O Tribunal Regional Federal da 4ª Região (TRF-4) decidiu, nesta quinta-feira (27), demitir o juiz federal Eduardo Fernando Appio. A sanção foi aplicada após processo administrativo disciplinar motivado por acusações de que o magistrado furtou garrafas de champanhe francesa em um estabelecimento comercial no município de Blumenau, em Santa Catarina.
A decisão ocorreu em sessão plenária da Corte Especial Administrativa, em Porto Alegre, com 14 votos favoráveis e dois contrários. Os desembargadores entenderam que a conduta de Appio foi incompatível com os deveres do Poder Judiciário, aplicando a pena mais severa prevista no âmbito administrativo.
A perda do cargo não tem efeito imediato. De acordo com a lei para punições de magistrados de primeira instância, a sentença requer análise e validação do Conselho Nacional de Justiça (CNJ), em Brasília, para que a demissão seja efetivada.

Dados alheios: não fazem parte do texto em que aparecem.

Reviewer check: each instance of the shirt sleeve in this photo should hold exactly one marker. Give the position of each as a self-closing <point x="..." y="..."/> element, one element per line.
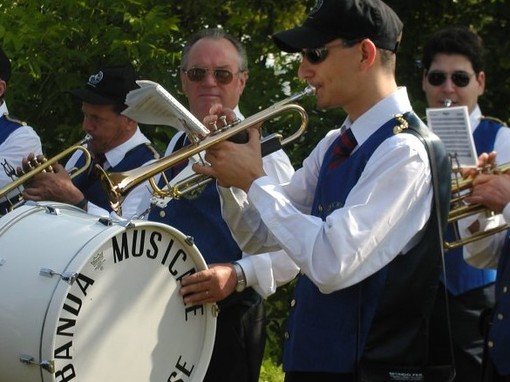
<point x="383" y="216"/>
<point x="265" y="272"/>
<point x="20" y="143"/>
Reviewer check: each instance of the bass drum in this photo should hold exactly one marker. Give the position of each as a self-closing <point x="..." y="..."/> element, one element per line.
<point x="88" y="299"/>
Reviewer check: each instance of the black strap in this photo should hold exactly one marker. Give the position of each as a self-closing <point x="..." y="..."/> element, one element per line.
<point x="440" y="168"/>
<point x="442" y="193"/>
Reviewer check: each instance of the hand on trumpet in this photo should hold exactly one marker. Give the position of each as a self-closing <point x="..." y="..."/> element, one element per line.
<point x="55" y="184"/>
<point x="486" y="163"/>
<point x="232" y="164"/>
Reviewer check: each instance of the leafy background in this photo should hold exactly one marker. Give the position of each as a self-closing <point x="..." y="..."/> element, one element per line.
<point x="54" y="46"/>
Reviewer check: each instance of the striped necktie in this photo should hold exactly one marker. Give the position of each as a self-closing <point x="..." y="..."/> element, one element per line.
<point x="343" y="147"/>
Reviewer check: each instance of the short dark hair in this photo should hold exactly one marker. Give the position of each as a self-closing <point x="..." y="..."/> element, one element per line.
<point x="455" y="40"/>
<point x="215" y="33"/>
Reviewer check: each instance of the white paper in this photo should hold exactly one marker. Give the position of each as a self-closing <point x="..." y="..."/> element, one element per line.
<point x="152" y="104"/>
<point x="452" y="126"/>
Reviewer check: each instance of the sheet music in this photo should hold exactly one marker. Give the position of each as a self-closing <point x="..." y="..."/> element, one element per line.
<point x="152" y="104"/>
<point x="452" y="126"/>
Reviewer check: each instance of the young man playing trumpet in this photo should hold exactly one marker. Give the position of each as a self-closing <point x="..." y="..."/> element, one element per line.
<point x="453" y="75"/>
<point x="493" y="251"/>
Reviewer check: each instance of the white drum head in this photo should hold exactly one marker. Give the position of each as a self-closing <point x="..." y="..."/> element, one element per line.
<point x="115" y="313"/>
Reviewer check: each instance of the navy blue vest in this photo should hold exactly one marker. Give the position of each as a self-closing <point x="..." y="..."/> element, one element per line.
<point x="499" y="333"/>
<point x="462" y="277"/>
<point x="328" y="332"/>
<point x="199" y="216"/>
<point x="90" y="185"/>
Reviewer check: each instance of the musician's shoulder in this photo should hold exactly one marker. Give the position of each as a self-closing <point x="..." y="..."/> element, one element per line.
<point x="13" y="119"/>
<point x="494" y="119"/>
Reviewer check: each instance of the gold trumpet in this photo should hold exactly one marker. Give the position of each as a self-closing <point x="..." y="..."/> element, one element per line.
<point x="46" y="166"/>
<point x="460" y="210"/>
<point x="118" y="185"/>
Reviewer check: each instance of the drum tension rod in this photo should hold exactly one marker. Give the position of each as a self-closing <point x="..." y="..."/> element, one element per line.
<point x="49" y="366"/>
<point x="68" y="277"/>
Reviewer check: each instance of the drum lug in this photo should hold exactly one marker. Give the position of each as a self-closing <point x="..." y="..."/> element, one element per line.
<point x="215" y="310"/>
<point x="49" y="366"/>
<point x="52" y="210"/>
<point x="190" y="240"/>
<point x="105" y="221"/>
<point x="68" y="277"/>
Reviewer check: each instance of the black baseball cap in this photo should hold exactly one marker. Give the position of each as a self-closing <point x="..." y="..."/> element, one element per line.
<point x="346" y="19"/>
<point x="5" y="66"/>
<point x="108" y="86"/>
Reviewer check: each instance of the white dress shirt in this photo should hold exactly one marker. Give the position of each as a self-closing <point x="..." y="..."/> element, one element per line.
<point x="22" y="142"/>
<point x="384" y="214"/>
<point x="266" y="271"/>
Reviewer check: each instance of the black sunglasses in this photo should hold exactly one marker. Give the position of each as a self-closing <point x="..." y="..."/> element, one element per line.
<point x="223" y="76"/>
<point x="317" y="55"/>
<point x="459" y="78"/>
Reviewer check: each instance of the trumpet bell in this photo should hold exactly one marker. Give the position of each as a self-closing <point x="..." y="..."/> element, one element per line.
<point x="459" y="209"/>
<point x="118" y="185"/>
<point x="45" y="165"/>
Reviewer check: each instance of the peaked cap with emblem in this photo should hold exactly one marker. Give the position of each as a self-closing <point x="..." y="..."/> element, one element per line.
<point x="109" y="86"/>
<point x="346" y="19"/>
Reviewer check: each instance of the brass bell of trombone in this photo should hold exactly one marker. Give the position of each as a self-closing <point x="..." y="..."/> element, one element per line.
<point x="118" y="185"/>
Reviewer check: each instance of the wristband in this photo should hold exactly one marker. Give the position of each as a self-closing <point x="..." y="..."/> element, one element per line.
<point x="241" y="278"/>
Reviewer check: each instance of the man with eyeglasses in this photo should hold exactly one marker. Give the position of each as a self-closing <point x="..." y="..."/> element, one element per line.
<point x="453" y="75"/>
<point x="358" y="218"/>
<point x="493" y="251"/>
<point x="214" y="69"/>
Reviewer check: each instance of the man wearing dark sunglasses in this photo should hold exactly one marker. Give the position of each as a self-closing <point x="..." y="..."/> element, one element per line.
<point x="214" y="69"/>
<point x="355" y="217"/>
<point x="453" y="75"/>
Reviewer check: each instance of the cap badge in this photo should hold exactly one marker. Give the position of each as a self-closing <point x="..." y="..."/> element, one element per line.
<point x="95" y="79"/>
<point x="316" y="7"/>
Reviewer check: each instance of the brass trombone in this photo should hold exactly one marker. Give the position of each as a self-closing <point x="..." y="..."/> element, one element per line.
<point x="46" y="166"/>
<point x="118" y="185"/>
<point x="460" y="210"/>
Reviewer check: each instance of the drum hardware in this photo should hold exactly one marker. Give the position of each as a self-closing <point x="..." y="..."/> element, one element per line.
<point x="124" y="274"/>
<point x="52" y="210"/>
<point x="190" y="240"/>
<point x="49" y="366"/>
<point x="118" y="185"/>
<point x="68" y="277"/>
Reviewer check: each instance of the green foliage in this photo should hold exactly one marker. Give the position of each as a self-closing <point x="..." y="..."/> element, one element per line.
<point x="55" y="45"/>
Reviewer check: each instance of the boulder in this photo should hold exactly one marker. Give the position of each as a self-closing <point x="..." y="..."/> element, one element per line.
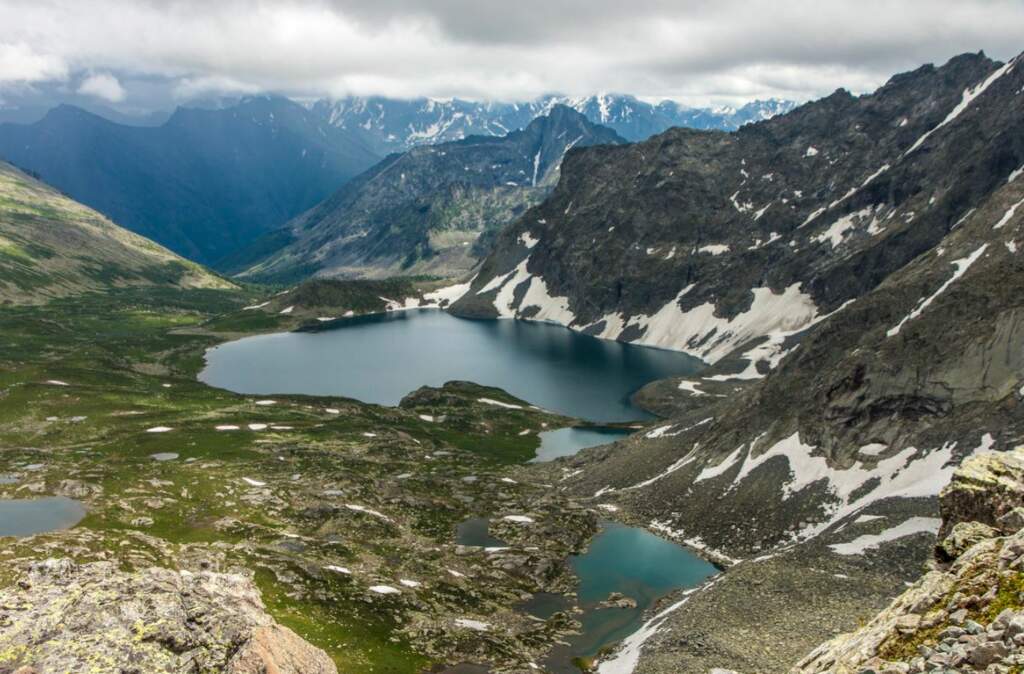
<point x="64" y="617"/>
<point x="984" y="489"/>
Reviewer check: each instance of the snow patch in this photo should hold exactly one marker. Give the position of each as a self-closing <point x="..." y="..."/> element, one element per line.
<point x="909" y="527"/>
<point x="962" y="265"/>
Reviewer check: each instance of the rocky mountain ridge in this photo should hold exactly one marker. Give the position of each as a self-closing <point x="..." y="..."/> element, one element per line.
<point x="204" y="182"/>
<point x="851" y="272"/>
<point x="399" y="125"/>
<point x="432" y="210"/>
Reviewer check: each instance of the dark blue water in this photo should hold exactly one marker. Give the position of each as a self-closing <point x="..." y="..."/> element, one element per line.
<point x="382" y="357"/>
<point x="28" y="516"/>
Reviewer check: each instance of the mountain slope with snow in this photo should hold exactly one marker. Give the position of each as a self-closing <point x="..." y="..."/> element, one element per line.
<point x="431" y="210"/>
<point x="391" y="125"/>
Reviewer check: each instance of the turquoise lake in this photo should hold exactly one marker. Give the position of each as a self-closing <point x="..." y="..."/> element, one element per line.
<point x="380" y="359"/>
<point x="566" y="441"/>
<point x="625" y="559"/>
<point x="28" y="516"/>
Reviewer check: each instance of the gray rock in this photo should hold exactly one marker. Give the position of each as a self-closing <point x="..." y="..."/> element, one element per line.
<point x="61" y="618"/>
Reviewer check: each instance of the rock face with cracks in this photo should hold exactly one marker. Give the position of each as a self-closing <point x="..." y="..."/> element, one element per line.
<point x="62" y="617"/>
<point x="965" y="615"/>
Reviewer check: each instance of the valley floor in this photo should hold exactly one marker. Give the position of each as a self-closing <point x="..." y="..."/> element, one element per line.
<point x="345" y="512"/>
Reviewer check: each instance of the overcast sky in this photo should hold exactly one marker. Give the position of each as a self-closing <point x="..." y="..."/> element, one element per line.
<point x="148" y="53"/>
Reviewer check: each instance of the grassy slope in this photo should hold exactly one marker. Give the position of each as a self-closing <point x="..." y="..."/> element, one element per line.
<point x="51" y="246"/>
<point x="129" y="367"/>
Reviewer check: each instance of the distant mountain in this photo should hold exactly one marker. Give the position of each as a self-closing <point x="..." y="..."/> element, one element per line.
<point x="855" y="265"/>
<point x="429" y="210"/>
<point x="390" y="125"/>
<point x="205" y="182"/>
<point x="51" y="246"/>
<point x="853" y="274"/>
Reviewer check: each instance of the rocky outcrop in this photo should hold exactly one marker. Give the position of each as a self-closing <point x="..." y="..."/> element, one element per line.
<point x="968" y="613"/>
<point x="62" y="617"/>
<point x="710" y="242"/>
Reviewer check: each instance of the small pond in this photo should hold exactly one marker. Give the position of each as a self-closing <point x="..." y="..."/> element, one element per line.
<point x="28" y="516"/>
<point x="566" y="441"/>
<point x="629" y="560"/>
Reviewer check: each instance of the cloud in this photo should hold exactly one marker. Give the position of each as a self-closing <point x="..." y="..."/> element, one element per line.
<point x="19" y="64"/>
<point x="102" y="85"/>
<point x="697" y="51"/>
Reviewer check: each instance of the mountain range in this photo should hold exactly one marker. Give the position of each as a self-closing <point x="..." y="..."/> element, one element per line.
<point x="393" y="125"/>
<point x="851" y="271"/>
<point x="431" y="210"/>
<point x="204" y="182"/>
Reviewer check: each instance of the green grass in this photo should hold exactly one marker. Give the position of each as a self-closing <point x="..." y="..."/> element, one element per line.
<point x="130" y="360"/>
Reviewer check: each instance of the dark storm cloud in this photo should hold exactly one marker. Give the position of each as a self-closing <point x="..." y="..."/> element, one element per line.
<point x="700" y="52"/>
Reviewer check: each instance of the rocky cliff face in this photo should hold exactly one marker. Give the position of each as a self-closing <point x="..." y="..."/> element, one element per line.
<point x="431" y="210"/>
<point x="390" y="125"/>
<point x="852" y="272"/>
<point x="704" y="242"/>
<point x="62" y="617"/>
<point x="967" y="614"/>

O caso veio à tona em outubro de 2025, quando a Corregedoria do tribunal determinou o afastamento cautelar de Appio. A Polícia Civil de Santa Catarina instaurou inquérito após a loja registrar boletim de ocorrência. Imagens de câmeras de segurança mostraram o magistrado guardando bebidas em sacolas próprias entre setembro e outubro de 2025, pagando apenas por outros produtos nos caixas.
A identificação do juiz foi feita pela equipe de segurança do comércio, que forneceu as características físicas e a placa do veículo à polícia. Devido ao foro privilegiado do cargo, as provas foram encaminhadas ao TRF-4.
Eduardo Appio afirmou ser idôneo e disse possuir 32 anos de serviços prestados ao serviço público sem registros de penalidades. O magistrado classificou a pena como “injusta e desproporcional”, informou que contestará as provas de vídeo e que aguardará o posicionamento do CNJ.
Appio entrou no judiciário federal nos anos 1990 e assumiu, em fevereiro de 2023, a 13ª Vara Federal de Curitiba (PR), onde atuou em processos da Operação Lava Jato. Antes do afastamento, estava lotado em uma vara previdenciária.